Enda O'Coineen is just under halfway through his voyage after five weeks
Enda O'Coineen is just under halfway through his voyage after five weeks

Irish sailor Enda O'Coineen has revealed he had to tip his boat onto its side and climb out on to the rudder to dislodged a tangled sail.

The Galway man is in the Indian Ocean at the moment as he circumnavigates the world alone as part of the Vendée Globe race.

In a video posted over the weekend, O'Coineen said the end of his fifth week at seas had been "a really hard day."

"The spinnaker sheet jammed around the rudder and I couldn't free it," he said.

"I did an Alex Thompson on it. Tipped the boat on its side, cantilevered the keel across and sailed along at an angle.

"I climbed out over the stern of the boat onto the rudder and eventually pulled it free. It was pretty scary on the edge."

O'Coineen left the French port of Les Sables d’Olonne on 6 November in his 60m Kilcullen Voyager craft.

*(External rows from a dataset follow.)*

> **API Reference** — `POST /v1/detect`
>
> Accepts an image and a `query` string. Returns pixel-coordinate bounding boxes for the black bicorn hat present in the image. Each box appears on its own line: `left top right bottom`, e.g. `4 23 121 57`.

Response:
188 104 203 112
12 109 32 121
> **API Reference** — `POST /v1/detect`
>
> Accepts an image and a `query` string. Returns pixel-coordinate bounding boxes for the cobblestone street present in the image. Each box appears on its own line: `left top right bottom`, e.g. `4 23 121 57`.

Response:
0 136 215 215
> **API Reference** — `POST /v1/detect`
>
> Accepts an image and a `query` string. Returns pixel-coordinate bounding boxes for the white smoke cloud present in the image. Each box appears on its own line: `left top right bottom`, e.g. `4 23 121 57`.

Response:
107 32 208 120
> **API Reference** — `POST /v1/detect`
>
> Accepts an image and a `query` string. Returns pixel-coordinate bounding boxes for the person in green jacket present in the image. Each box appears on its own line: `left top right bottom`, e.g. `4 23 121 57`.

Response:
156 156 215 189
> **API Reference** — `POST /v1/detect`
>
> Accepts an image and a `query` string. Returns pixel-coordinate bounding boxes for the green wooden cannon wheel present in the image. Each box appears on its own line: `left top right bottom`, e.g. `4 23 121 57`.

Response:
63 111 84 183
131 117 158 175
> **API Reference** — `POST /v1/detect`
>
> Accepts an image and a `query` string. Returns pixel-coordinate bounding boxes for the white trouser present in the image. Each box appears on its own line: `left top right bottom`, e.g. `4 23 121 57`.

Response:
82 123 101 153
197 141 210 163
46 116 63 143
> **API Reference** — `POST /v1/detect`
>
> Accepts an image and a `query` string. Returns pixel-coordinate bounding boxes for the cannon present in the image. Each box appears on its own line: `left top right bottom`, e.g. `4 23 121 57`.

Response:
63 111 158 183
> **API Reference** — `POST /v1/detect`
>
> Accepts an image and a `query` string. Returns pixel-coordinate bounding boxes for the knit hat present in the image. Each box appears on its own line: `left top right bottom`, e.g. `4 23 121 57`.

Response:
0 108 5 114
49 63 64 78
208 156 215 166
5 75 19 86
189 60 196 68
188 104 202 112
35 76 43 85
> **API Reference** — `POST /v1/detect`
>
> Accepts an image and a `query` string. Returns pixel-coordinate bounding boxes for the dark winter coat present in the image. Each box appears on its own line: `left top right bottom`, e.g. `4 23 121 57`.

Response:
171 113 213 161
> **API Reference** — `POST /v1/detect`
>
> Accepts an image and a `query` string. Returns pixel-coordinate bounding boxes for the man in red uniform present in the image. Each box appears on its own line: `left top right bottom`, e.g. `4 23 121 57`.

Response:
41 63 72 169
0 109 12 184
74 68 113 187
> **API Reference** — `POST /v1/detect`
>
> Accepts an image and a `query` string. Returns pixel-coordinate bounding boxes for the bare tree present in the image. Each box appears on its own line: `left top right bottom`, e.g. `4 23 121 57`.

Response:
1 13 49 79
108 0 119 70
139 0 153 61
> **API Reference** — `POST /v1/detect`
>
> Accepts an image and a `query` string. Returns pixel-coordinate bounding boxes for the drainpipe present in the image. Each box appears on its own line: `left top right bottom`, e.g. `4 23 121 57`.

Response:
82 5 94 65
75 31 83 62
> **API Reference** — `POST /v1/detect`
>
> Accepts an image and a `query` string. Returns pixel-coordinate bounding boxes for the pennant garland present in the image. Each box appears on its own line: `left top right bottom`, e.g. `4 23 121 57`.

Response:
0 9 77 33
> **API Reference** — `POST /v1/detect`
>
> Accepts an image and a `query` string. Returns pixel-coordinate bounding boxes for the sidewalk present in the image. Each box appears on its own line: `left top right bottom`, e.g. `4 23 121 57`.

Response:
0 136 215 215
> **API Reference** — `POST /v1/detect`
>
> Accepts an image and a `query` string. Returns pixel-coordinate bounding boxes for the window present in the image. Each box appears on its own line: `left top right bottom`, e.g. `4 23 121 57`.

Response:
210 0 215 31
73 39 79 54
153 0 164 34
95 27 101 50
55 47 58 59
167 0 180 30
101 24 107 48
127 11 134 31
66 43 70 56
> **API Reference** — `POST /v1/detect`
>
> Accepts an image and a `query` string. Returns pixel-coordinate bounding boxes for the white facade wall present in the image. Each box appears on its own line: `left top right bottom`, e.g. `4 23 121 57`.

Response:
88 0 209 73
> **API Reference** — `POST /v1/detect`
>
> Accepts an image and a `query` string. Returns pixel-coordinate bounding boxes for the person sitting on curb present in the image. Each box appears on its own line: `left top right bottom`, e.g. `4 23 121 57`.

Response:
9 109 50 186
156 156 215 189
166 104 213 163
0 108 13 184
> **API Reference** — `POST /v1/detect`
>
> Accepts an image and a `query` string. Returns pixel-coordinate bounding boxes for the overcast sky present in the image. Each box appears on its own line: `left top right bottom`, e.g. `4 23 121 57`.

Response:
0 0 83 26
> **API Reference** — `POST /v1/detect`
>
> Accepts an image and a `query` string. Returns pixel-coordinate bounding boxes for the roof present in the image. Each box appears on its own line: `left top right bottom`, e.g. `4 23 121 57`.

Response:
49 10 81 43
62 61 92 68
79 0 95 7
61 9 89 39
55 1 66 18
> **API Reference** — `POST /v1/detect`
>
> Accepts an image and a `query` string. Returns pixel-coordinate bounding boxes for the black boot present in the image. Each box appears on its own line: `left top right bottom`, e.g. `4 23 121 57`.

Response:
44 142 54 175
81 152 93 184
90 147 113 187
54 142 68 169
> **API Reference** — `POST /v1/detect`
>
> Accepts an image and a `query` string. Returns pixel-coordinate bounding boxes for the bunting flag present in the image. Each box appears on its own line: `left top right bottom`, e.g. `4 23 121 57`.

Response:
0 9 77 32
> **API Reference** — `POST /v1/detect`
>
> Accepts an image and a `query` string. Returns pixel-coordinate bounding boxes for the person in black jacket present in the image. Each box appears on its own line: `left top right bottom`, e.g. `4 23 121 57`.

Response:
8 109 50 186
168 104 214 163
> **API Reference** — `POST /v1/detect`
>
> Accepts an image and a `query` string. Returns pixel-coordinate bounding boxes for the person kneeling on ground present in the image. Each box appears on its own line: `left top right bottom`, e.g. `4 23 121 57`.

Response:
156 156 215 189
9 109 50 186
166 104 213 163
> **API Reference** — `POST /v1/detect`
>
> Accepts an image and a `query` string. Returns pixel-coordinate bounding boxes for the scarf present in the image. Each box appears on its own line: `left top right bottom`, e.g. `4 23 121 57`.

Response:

His aim is just to complete the gruelling race but he currently ranks 15th of 22 remaining competitors. Seven sailors have already been forced to abandon the competition.

The quadrennial event involves rounding the Cape of Good Hope in South Africa, Cape Leeuwin in Southern Australia and Cape Horn at the tip of South America.

Participants sail twice in the North and South Atlantic – on the way down and on the way back – and sail around Antarctica by crossing the Indian Ocean and the huge Pacific.